3. Measuring The Business Viability Element Of Innovation

To calculate the business viability element of innovation, you can look at the number of startups that get funded. A more sophisticated metric is the Commercial Confidence Index (CCI), which measures the cost of R&D in Known Customer Needs over the cost of R&D in all projects. The metric requires that you create two project buckets: one for known customer needs projects and one for all other projects. This metric forces you and your team to zero in on unmet customer needs and focus on innovation that impacts products and services designed to meet these needs.
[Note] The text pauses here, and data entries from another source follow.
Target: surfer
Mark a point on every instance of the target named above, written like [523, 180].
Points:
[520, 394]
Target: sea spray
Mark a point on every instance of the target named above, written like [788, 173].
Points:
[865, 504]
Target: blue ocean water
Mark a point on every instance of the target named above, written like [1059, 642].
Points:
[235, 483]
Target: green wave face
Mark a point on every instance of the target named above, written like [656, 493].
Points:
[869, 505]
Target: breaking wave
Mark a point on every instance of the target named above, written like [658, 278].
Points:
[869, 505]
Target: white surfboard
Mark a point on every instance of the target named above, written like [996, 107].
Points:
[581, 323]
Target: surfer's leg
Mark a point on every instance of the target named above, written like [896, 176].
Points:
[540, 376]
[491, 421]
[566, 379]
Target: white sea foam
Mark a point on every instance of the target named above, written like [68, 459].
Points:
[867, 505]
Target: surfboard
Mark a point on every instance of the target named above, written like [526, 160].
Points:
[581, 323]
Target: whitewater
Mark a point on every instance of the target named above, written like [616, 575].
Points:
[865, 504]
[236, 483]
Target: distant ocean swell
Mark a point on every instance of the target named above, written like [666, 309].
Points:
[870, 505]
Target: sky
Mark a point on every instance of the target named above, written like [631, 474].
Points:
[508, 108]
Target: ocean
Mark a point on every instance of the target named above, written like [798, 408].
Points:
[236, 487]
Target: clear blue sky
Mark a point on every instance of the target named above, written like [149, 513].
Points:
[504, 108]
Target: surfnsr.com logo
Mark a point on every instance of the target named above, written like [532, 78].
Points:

Many organizations do not know how to separate their projects in each bucket, and others do not even have known customer needs. To uncover customer needs, organizations must focus on collecting the voice of the customer through surveys, Net Promoter Score polls, and small discussion groups with customers.

Conclusion

This article offered 3 "starter" metrics to help you navigate innovation measurement across the people, technology, and business viability elements of innovation. These metrics include an innovation training readiness metric for the people element of innovation; counting the number of patents and the Return on Research Capital metric for the technology element of innovation; finally, the Commercial Confidence Index, which measures the business viability of the innovation in terms of meeting known customer needs.